Samuel Huntington Tomb

Samuel Huntington Tomb

This tomb is the final resting place of Samuel Huntington and his wife

Plaque sponsored by Bill and Peg Stanley

Located in the Colonial Cemetery

This tomb is the final resting place of Samuel Huntington and his wife, Martha, born July 16, 1731 in what is now Scotland, Connecticut. He was self-educated and became an attorney. His first law practice was in Willimantic. He later moved to Norwich in 1861 as Norwich was more affluent.

He was a delegate from Connecticut to the Continental Congress and one of only 56 men who signed the Declaration of Independence and the Articles of Confederation. He served as President of the Continental Congress from 1779-1781 and was Justice of the Connecticut Supreme Court from 1784-1785, and Governor of Connecticut from 1786 until his death, January 5, 1796.

The tomb was found to be in disrepair in 2002, and a drive led by Bill Stanley restored the tomb at a cost of $130,000 in cash and in-kind services. It was during the restoration that it was discovered Samuel Huntington actually was the first President of the United States under our first Constitution, the Articles of the Confederation which stated whoever serves as President of the Continental Congress in Congress Assembled shall also serve as President of the United States.
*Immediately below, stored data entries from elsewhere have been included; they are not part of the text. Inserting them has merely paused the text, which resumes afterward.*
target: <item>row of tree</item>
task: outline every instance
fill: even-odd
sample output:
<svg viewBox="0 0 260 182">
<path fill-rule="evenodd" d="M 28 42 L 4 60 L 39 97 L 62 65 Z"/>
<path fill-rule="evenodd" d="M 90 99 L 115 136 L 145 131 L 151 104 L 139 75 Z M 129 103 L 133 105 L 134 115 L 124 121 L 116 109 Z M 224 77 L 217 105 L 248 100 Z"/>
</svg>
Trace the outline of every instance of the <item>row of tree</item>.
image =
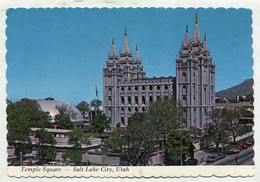
<svg viewBox="0 0 260 182">
<path fill-rule="evenodd" d="M 207 147 L 209 143 L 214 143 L 215 149 L 218 150 L 220 143 L 224 144 L 225 141 L 230 139 L 233 140 L 233 143 L 236 143 L 239 130 L 244 127 L 241 118 L 248 114 L 249 111 L 244 108 L 214 108 L 208 113 L 211 122 L 204 125 L 204 131 L 194 128 L 192 131 L 193 134 L 202 136 L 202 148 Z"/>
<path fill-rule="evenodd" d="M 134 113 L 126 128 L 117 128 L 103 142 L 106 152 L 121 153 L 125 165 L 149 165 L 154 152 L 162 151 L 166 165 L 180 165 L 192 155 L 183 109 L 173 98 L 157 100 L 146 113 Z"/>
</svg>

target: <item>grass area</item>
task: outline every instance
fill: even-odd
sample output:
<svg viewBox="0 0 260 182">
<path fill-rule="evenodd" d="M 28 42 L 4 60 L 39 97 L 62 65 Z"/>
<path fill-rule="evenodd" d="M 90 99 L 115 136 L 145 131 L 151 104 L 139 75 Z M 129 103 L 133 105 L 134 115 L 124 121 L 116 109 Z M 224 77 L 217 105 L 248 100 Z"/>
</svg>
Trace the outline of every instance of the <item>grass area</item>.
<svg viewBox="0 0 260 182">
<path fill-rule="evenodd" d="M 199 142 L 200 141 L 200 139 L 199 138 L 191 138 L 191 142 Z"/>
<path fill-rule="evenodd" d="M 100 138 L 99 133 L 89 132 L 89 133 L 83 133 L 83 135 L 85 137 L 93 136 L 94 138 Z M 110 136 L 111 136 L 110 133 L 102 133 L 102 138 L 107 138 L 107 137 L 110 137 Z"/>
<path fill-rule="evenodd" d="M 228 151 L 228 150 L 230 150 L 230 149 L 232 149 L 232 148 L 236 148 L 236 147 L 238 147 L 240 144 L 243 144 L 243 143 L 245 143 L 247 140 L 251 140 L 251 139 L 253 139 L 253 136 L 246 137 L 246 138 L 244 138 L 244 139 L 242 139 L 242 140 L 237 141 L 236 143 L 227 144 L 227 145 L 225 146 L 225 150 Z"/>
</svg>

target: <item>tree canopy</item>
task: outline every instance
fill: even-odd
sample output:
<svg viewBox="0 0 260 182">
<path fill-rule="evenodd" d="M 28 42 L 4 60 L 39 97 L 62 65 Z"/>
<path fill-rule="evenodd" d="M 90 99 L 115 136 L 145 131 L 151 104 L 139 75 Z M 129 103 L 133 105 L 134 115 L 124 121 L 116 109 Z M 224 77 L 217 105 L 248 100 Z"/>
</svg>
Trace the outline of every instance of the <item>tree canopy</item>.
<svg viewBox="0 0 260 182">
<path fill-rule="evenodd" d="M 75 119 L 76 113 L 68 108 L 66 105 L 58 106 L 57 110 L 59 114 L 55 115 L 55 123 L 58 124 L 58 128 L 61 129 L 73 129 L 73 123 L 71 119 Z"/>
<path fill-rule="evenodd" d="M 35 131 L 35 138 L 38 139 L 38 153 L 39 153 L 39 163 L 42 164 L 45 161 L 53 160 L 56 156 L 56 151 L 54 145 L 56 140 L 44 128 Z"/>
<path fill-rule="evenodd" d="M 89 104 L 86 101 L 81 101 L 76 107 L 82 113 L 83 117 L 86 119 L 87 114 L 89 112 Z"/>
<path fill-rule="evenodd" d="M 104 130 L 110 130 L 110 121 L 107 119 L 106 115 L 103 113 L 98 112 L 95 118 L 92 120 L 91 123 L 92 130 L 94 132 L 99 133 L 100 138 L 102 133 L 104 133 Z"/>
</svg>

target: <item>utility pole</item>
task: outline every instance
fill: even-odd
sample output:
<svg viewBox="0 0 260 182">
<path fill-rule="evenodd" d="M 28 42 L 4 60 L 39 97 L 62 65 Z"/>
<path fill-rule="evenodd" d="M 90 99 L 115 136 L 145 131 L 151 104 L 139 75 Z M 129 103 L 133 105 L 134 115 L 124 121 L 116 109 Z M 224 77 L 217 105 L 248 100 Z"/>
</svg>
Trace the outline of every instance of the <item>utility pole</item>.
<svg viewBox="0 0 260 182">
<path fill-rule="evenodd" d="M 23 165 L 23 153 L 20 152 L 20 166 Z"/>
<path fill-rule="evenodd" d="M 181 136 L 181 166 L 182 166 L 182 163 L 183 163 L 183 161 L 182 161 L 182 136 Z"/>
</svg>

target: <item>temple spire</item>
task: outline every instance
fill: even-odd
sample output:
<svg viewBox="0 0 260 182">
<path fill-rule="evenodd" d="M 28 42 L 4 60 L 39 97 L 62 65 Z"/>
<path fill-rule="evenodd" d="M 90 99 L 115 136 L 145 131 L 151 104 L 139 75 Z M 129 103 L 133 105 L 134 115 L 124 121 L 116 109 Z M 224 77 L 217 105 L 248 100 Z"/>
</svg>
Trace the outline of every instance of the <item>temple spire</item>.
<svg viewBox="0 0 260 182">
<path fill-rule="evenodd" d="M 123 43 L 121 54 L 122 53 L 130 53 L 129 46 L 128 46 L 128 41 L 127 41 L 126 27 L 125 27 L 125 38 L 124 38 L 124 43 Z"/>
<path fill-rule="evenodd" d="M 111 57 L 112 56 L 117 56 L 114 38 L 112 39 L 112 45 L 111 45 L 109 56 L 111 56 Z"/>
<path fill-rule="evenodd" d="M 195 29 L 194 29 L 194 34 L 193 34 L 193 42 L 199 42 L 200 41 L 200 31 L 199 31 L 199 24 L 198 24 L 198 13 L 195 14 L 196 16 L 196 21 L 195 21 Z"/>
<path fill-rule="evenodd" d="M 188 25 L 186 25 L 186 34 L 185 34 L 184 43 L 185 43 L 186 45 L 190 43 L 190 36 L 189 36 Z"/>
<path fill-rule="evenodd" d="M 136 46 L 136 49 L 135 49 L 135 58 L 134 58 L 134 61 L 140 61 L 140 57 L 139 57 L 138 47 L 137 47 L 137 46 Z"/>
<path fill-rule="evenodd" d="M 208 51 L 208 43 L 207 43 L 207 36 L 206 33 L 204 35 L 204 46 L 203 46 L 204 51 Z"/>
</svg>

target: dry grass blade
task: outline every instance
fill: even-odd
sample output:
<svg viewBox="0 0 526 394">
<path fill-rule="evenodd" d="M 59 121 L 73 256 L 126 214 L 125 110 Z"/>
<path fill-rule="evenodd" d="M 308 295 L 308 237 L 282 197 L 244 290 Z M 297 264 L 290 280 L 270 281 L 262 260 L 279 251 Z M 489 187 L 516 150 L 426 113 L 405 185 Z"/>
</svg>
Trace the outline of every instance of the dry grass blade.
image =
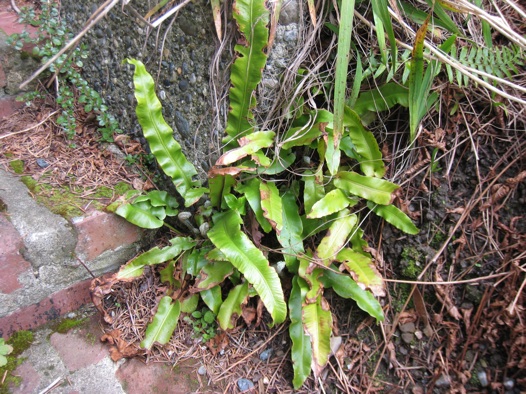
<svg viewBox="0 0 526 394">
<path fill-rule="evenodd" d="M 510 28 L 508 22 L 501 16 L 490 15 L 482 8 L 477 7 L 475 4 L 470 3 L 466 0 L 442 0 L 446 4 L 450 4 L 451 7 L 459 8 L 460 10 L 467 12 L 471 15 L 475 15 L 483 21 L 488 22 L 496 31 L 507 37 L 510 42 L 516 43 L 521 48 L 526 48 L 526 38 L 522 37 L 519 33 L 515 32 Z M 519 6 L 516 6 L 520 9 Z"/>
</svg>

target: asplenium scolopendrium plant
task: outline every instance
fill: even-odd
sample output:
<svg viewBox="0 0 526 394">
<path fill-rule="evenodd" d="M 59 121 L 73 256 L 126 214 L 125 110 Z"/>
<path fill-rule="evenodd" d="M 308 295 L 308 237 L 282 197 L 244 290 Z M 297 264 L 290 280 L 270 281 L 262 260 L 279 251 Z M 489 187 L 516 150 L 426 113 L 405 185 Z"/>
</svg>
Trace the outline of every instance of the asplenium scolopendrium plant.
<svg viewBox="0 0 526 394">
<path fill-rule="evenodd" d="M 384 294 L 384 283 L 365 251 L 358 210 L 367 206 L 405 232 L 418 230 L 391 205 L 398 186 L 382 179 L 381 152 L 357 112 L 342 107 L 338 144 L 329 138 L 334 137 L 334 115 L 324 109 L 304 106 L 288 130 L 258 129 L 252 109 L 266 61 L 268 10 L 262 0 L 238 0 L 234 12 L 245 43 L 235 47 L 239 57 L 231 70 L 226 148 L 209 171 L 207 188 L 194 180 L 194 166 L 162 117 L 152 77 L 140 61 L 128 60 L 135 66 L 137 117 L 144 136 L 190 209 L 180 212 L 175 196 L 153 191 L 130 198 L 116 213 L 145 228 L 173 229 L 166 218 L 178 216 L 199 230 L 187 237 L 179 234 L 170 246 L 128 262 L 116 279 L 133 280 L 146 265 L 162 264 L 167 292 L 141 343 L 146 349 L 167 343 L 180 314 L 195 311 L 199 299 L 222 330 L 234 328 L 253 297 L 262 301 L 272 324 L 283 323 L 288 309 L 293 384 L 299 388 L 311 371 L 318 376 L 329 359 L 333 318 L 326 289 L 383 320 L 375 296 Z M 336 163 L 327 154 L 335 149 L 342 158 Z M 282 278 L 281 267 L 288 273 Z M 291 282 L 288 299 L 283 281 Z M 228 290 L 225 299 L 223 289 Z"/>
</svg>

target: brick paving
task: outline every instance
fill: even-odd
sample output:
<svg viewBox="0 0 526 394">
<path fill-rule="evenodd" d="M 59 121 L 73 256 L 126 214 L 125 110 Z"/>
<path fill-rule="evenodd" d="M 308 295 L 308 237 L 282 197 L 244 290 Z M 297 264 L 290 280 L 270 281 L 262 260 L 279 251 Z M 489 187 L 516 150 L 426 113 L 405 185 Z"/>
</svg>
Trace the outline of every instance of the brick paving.
<svg viewBox="0 0 526 394">
<path fill-rule="evenodd" d="M 35 332 L 33 345 L 21 354 L 24 361 L 14 372 L 22 381 L 10 386 L 13 394 L 41 393 L 53 383 L 53 394 L 213 392 L 206 377 L 197 374 L 197 363 L 172 367 L 146 365 L 138 359 L 113 362 L 108 347 L 99 340 L 102 329 L 94 308 L 75 314 L 87 315 L 86 322 L 67 333 L 53 332 L 49 325 Z"/>
</svg>

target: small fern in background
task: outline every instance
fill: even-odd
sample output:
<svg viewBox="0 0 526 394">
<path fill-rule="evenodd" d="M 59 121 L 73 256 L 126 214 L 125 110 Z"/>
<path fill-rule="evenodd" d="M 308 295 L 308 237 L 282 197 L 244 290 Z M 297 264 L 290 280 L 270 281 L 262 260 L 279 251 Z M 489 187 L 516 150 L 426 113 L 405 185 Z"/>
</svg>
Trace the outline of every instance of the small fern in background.
<svg viewBox="0 0 526 394">
<path fill-rule="evenodd" d="M 524 52 L 514 44 L 492 46 L 491 48 L 486 46 L 463 46 L 458 48 L 456 45 L 453 45 L 449 54 L 466 67 L 503 79 L 513 78 L 521 72 L 517 67 L 526 64 Z M 453 70 L 449 64 L 446 64 L 446 70 L 450 83 L 456 83 L 460 87 L 467 87 L 470 84 L 467 75 L 462 74 L 458 70 Z M 481 75 L 481 78 L 486 82 L 491 82 L 485 75 Z"/>
</svg>

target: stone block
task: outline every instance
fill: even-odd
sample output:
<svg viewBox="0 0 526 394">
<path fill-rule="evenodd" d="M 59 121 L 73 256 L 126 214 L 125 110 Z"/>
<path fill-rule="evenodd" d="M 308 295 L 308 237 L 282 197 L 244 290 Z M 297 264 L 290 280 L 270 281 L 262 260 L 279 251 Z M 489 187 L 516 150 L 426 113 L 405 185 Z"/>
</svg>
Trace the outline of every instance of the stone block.
<svg viewBox="0 0 526 394">
<path fill-rule="evenodd" d="M 92 261 L 108 250 L 133 244 L 140 239 L 138 227 L 123 218 L 106 212 L 92 212 L 89 216 L 73 219 L 77 230 L 75 253 L 83 261 Z"/>
<path fill-rule="evenodd" d="M 38 393 L 40 375 L 30 363 L 23 363 L 15 370 L 15 375 L 22 378 L 20 386 L 10 387 L 13 394 Z"/>
<path fill-rule="evenodd" d="M 36 304 L 21 307 L 16 312 L 1 317 L 0 336 L 8 338 L 15 331 L 36 328 L 90 303 L 90 283 L 90 279 L 75 283 Z"/>
<path fill-rule="evenodd" d="M 98 315 L 92 317 L 92 323 L 95 321 L 98 321 Z M 97 338 L 94 343 L 90 342 L 88 333 L 93 335 L 93 338 Z M 89 330 L 89 328 L 82 327 L 66 334 L 56 332 L 51 335 L 49 340 L 59 353 L 68 371 L 74 372 L 89 365 L 97 364 L 108 355 L 108 349 L 98 341 L 100 334 L 100 330 Z"/>
<path fill-rule="evenodd" d="M 16 101 L 15 98 L 11 96 L 0 98 L 0 120 L 13 115 L 15 111 L 23 105 L 24 103 Z"/>
<path fill-rule="evenodd" d="M 145 368 L 142 361 L 131 359 L 119 367 L 115 376 L 127 388 L 127 394 L 186 394 L 199 388 L 195 365 L 179 363 L 177 367 L 177 373 L 169 365 L 161 363 L 149 363 Z"/>
<path fill-rule="evenodd" d="M 20 249 L 24 246 L 22 237 L 1 213 L 0 239 L 0 292 L 9 294 L 22 287 L 19 276 L 29 271 L 31 264 L 20 255 Z"/>
<path fill-rule="evenodd" d="M 27 31 L 32 37 L 36 37 L 38 31 L 34 26 L 18 23 L 18 15 L 12 10 L 12 8 L 0 10 L 0 30 L 8 36 Z"/>
</svg>

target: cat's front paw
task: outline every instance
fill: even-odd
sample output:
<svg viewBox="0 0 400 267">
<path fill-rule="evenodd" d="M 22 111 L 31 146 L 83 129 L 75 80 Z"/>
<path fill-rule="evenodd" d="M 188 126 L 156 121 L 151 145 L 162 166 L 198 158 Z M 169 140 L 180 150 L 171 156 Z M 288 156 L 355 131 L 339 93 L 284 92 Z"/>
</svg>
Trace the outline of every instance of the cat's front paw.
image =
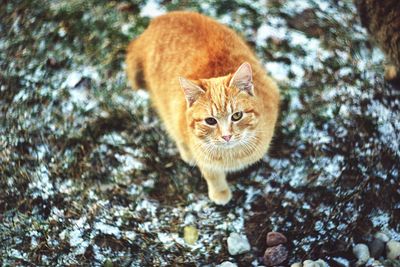
<svg viewBox="0 0 400 267">
<path fill-rule="evenodd" d="M 232 199 L 232 193 L 227 188 L 221 191 L 209 191 L 208 197 L 217 205 L 225 205 Z"/>
</svg>

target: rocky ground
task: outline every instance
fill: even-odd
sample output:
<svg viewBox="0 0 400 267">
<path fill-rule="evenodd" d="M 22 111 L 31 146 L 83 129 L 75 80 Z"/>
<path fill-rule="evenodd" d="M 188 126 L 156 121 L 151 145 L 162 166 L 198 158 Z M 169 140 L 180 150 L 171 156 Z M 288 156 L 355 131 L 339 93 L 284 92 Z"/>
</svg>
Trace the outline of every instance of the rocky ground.
<svg viewBox="0 0 400 267">
<path fill-rule="evenodd" d="M 231 175 L 225 207 L 123 72 L 129 40 L 176 9 L 240 32 L 282 92 L 271 151 Z M 399 266 L 400 90 L 383 63 L 351 1 L 6 1 L 0 265 L 263 266 L 277 231 L 281 265 Z M 230 236 L 249 246 L 233 255 Z"/>
</svg>

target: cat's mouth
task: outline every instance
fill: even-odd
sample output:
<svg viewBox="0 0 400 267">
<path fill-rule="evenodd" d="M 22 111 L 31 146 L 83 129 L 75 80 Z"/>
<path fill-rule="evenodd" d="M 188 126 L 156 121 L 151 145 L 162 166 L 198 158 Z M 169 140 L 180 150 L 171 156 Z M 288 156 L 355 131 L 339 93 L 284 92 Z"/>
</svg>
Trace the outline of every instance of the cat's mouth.
<svg viewBox="0 0 400 267">
<path fill-rule="evenodd" d="M 220 141 L 220 140 L 209 140 L 204 143 L 204 146 L 207 149 L 232 149 L 235 147 L 238 147 L 240 145 L 240 142 L 238 140 L 229 140 L 229 141 Z"/>
<path fill-rule="evenodd" d="M 237 145 L 238 145 L 238 142 L 236 140 L 219 143 L 219 147 L 222 147 L 222 148 L 233 148 L 233 147 L 236 147 Z"/>
<path fill-rule="evenodd" d="M 231 149 L 231 148 L 236 148 L 239 147 L 243 142 L 240 141 L 240 137 L 232 137 L 229 141 L 225 140 L 219 140 L 218 142 L 215 142 L 216 146 L 222 149 Z"/>
<path fill-rule="evenodd" d="M 217 140 L 217 139 L 208 139 L 203 143 L 206 150 L 212 151 L 213 149 L 217 150 L 231 150 L 238 148 L 246 148 L 247 150 L 252 150 L 254 147 L 250 140 L 250 136 L 248 134 L 242 135 L 234 135 L 230 140 Z"/>
</svg>

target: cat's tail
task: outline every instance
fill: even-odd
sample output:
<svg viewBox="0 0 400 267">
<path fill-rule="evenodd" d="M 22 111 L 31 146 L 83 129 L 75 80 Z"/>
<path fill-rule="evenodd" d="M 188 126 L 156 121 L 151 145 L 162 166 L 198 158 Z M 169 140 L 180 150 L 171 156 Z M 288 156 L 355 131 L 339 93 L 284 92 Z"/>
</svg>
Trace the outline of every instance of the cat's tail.
<svg viewBox="0 0 400 267">
<path fill-rule="evenodd" d="M 139 48 L 139 40 L 131 41 L 126 49 L 126 74 L 131 87 L 135 90 L 146 88 L 146 82 L 143 76 L 143 60 L 141 54 L 143 51 Z"/>
</svg>

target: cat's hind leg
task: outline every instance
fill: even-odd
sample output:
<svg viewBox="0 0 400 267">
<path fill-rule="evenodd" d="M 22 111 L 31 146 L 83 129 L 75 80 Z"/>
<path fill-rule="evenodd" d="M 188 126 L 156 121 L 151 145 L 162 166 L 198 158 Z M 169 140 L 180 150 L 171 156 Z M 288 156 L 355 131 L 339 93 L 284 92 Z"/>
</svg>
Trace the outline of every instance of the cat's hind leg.
<svg viewBox="0 0 400 267">
<path fill-rule="evenodd" d="M 226 173 L 201 167 L 200 171 L 207 182 L 208 197 L 218 205 L 227 204 L 232 198 L 232 193 L 226 181 Z"/>
<path fill-rule="evenodd" d="M 126 50 L 126 74 L 131 87 L 135 90 L 146 87 L 143 75 L 143 51 L 140 47 L 139 39 L 133 40 Z"/>
</svg>

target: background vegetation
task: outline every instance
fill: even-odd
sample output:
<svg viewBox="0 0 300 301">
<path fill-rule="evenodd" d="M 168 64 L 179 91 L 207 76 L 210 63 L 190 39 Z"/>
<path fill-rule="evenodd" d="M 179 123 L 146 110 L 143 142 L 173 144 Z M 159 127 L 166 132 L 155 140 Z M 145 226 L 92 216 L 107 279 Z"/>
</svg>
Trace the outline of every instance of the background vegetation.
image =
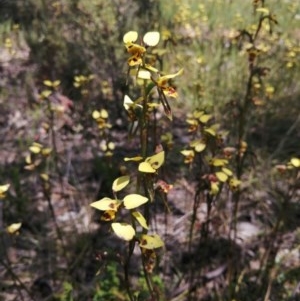
<svg viewBox="0 0 300 301">
<path fill-rule="evenodd" d="M 155 298 L 299 300 L 295 0 L 0 1 L 0 300 L 129 300 L 126 243 L 90 203 L 135 168 L 123 160 L 139 150 L 123 107 L 140 93 L 127 77 L 130 30 L 137 43 L 160 32 L 162 74 L 184 69 L 172 80 L 173 120 L 160 106 L 151 129 L 166 151 L 159 176 L 173 185 L 151 208 L 165 243 Z M 189 131 L 199 111 L 211 117 Z M 206 126 L 222 144 L 210 137 L 187 158 Z M 223 146 L 237 190 L 209 177 Z M 134 252 L 134 300 L 156 300 L 140 260 Z"/>
</svg>

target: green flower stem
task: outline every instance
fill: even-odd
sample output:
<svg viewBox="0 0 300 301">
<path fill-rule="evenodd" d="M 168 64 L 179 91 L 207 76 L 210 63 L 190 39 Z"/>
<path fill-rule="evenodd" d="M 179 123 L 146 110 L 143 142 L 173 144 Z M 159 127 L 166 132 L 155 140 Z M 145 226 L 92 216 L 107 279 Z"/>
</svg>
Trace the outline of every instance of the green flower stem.
<svg viewBox="0 0 300 301">
<path fill-rule="evenodd" d="M 147 157 L 148 148 L 148 97 L 146 94 L 146 80 L 143 83 L 143 112 L 141 115 L 141 133 L 140 133 L 140 143 L 141 143 L 141 154 L 143 159 Z"/>
<path fill-rule="evenodd" d="M 256 29 L 255 34 L 252 36 L 249 34 L 250 41 L 253 45 L 255 45 L 255 42 L 257 40 L 257 37 L 259 35 L 259 32 L 262 28 L 262 22 L 264 20 L 264 17 L 261 17 L 258 21 L 258 26 Z M 246 127 L 248 123 L 248 116 L 249 116 L 249 110 L 251 108 L 251 102 L 252 102 L 252 91 L 253 91 L 253 79 L 255 76 L 255 67 L 253 63 L 249 63 L 249 77 L 247 81 L 247 86 L 246 86 L 246 93 L 245 97 L 241 103 L 240 110 L 239 110 L 239 119 L 238 119 L 238 125 L 237 125 L 237 149 L 238 153 L 235 158 L 236 162 L 236 176 L 238 180 L 241 180 L 243 173 L 244 173 L 244 163 L 245 163 L 245 154 L 240 154 L 240 146 L 241 143 L 245 140 L 246 136 Z M 237 284 L 237 278 L 238 274 L 235 268 L 235 263 L 231 259 L 232 255 L 234 253 L 234 242 L 237 239 L 237 219 L 238 219 L 238 212 L 239 212 L 239 205 L 240 205 L 240 200 L 241 200 L 241 191 L 237 190 L 232 194 L 232 203 L 233 203 L 233 211 L 232 211 L 232 220 L 231 220 L 231 227 L 230 230 L 233 232 L 233 237 L 232 239 L 232 249 L 230 251 L 230 256 L 229 256 L 229 268 L 228 268 L 228 281 L 232 285 L 230 285 L 229 290 L 230 290 L 230 296 L 232 299 L 235 298 L 236 295 L 236 284 Z M 231 231 L 230 231 L 231 232 Z M 230 235 L 229 232 L 229 235 Z"/>
<path fill-rule="evenodd" d="M 133 254 L 134 246 L 135 246 L 135 240 L 131 240 L 128 245 L 128 256 L 124 263 L 125 287 L 126 287 L 127 295 L 129 297 L 130 301 L 134 301 L 133 294 L 130 290 L 130 280 L 129 280 L 129 278 L 130 278 L 129 277 L 129 266 L 130 266 L 130 261 L 131 261 L 131 257 Z"/>
</svg>

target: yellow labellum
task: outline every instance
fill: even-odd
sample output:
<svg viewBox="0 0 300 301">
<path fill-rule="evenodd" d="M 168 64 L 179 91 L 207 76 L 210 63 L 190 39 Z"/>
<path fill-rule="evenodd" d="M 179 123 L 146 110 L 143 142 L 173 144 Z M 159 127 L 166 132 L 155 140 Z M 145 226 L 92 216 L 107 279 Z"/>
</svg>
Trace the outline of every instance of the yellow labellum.
<svg viewBox="0 0 300 301">
<path fill-rule="evenodd" d="M 109 222 L 114 220 L 116 217 L 116 211 L 114 210 L 106 210 L 102 216 L 101 216 L 101 220 L 105 221 L 105 222 Z"/>
</svg>

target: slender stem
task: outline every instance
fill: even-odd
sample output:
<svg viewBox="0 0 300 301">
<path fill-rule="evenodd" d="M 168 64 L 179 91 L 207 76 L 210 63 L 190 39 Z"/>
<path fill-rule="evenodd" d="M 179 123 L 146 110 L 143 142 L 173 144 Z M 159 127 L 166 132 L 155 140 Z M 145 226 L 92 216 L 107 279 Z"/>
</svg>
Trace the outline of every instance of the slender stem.
<svg viewBox="0 0 300 301">
<path fill-rule="evenodd" d="M 63 254 L 64 254 L 65 258 L 67 259 L 67 250 L 66 250 L 66 246 L 65 246 L 65 240 L 64 240 L 62 231 L 61 231 L 61 229 L 60 229 L 60 227 L 57 223 L 54 207 L 52 205 L 49 192 L 45 189 L 45 187 L 43 187 L 43 190 L 44 190 L 44 196 L 46 197 L 48 207 L 49 207 L 49 210 L 50 210 L 50 215 L 51 215 L 52 220 L 53 220 L 54 225 L 55 225 L 55 230 L 56 230 L 57 237 L 62 243 Z"/>
<path fill-rule="evenodd" d="M 0 264 L 6 269 L 6 271 L 11 275 L 11 277 L 19 283 L 20 287 L 22 289 L 24 289 L 26 291 L 26 293 L 28 294 L 28 296 L 32 299 L 32 300 L 35 300 L 33 299 L 33 296 L 30 294 L 29 290 L 27 289 L 27 287 L 24 285 L 24 283 L 20 280 L 20 278 L 18 277 L 17 274 L 15 274 L 15 272 L 11 269 L 11 267 L 5 263 L 5 261 L 3 261 L 2 259 L 0 259 Z M 18 288 L 18 286 L 17 286 Z M 19 296 L 20 298 L 24 301 L 24 297 L 22 295 L 22 292 L 21 290 L 18 288 L 18 292 L 19 292 Z"/>
<path fill-rule="evenodd" d="M 255 43 L 258 34 L 262 27 L 263 18 L 260 18 L 258 21 L 258 26 L 256 29 L 256 32 L 253 36 L 249 34 L 250 41 L 252 44 Z M 246 32 L 246 31 L 245 31 Z M 244 32 L 244 33 L 245 33 Z M 253 90 L 253 79 L 255 76 L 255 66 L 253 62 L 249 62 L 249 76 L 248 81 L 246 85 L 246 92 L 244 99 L 241 102 L 241 105 L 239 107 L 239 119 L 238 119 L 238 126 L 237 126 L 237 155 L 235 158 L 236 162 L 236 176 L 238 180 L 241 180 L 243 172 L 244 172 L 244 162 L 245 162 L 245 154 L 241 153 L 241 146 L 245 139 L 246 135 L 246 126 L 247 121 L 249 119 L 249 109 L 252 101 L 252 90 Z M 241 199 L 241 191 L 237 190 L 232 194 L 232 203 L 233 203 L 233 210 L 232 210 L 232 220 L 231 220 L 231 226 L 230 226 L 230 240 L 231 240 L 231 248 L 230 248 L 230 264 L 229 264 L 229 271 L 228 271 L 228 282 L 233 284 L 230 286 L 230 296 L 231 298 L 235 298 L 236 291 L 234 290 L 235 283 L 237 280 L 237 271 L 235 268 L 234 262 L 232 262 L 232 257 L 234 254 L 234 242 L 237 239 L 237 220 L 238 220 L 238 212 L 239 212 L 239 205 L 240 205 L 240 199 Z"/>
<path fill-rule="evenodd" d="M 143 111 L 141 116 L 141 133 L 140 133 L 140 143 L 141 143 L 141 153 L 143 159 L 147 157 L 148 148 L 148 103 L 146 95 L 146 80 L 143 84 Z"/>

Samuel Huntington was President of the Continental Congress on March 1, 1781 when Maryland became the last of the 13 colonies to ratify the Articles of the Confederation. Because Samuel Huntington was then President of the Continental Congress when America became a nation for the first time he was automatically the first President of the United States under our first Constitution, the Articles of the Confederation in Congress Assembled.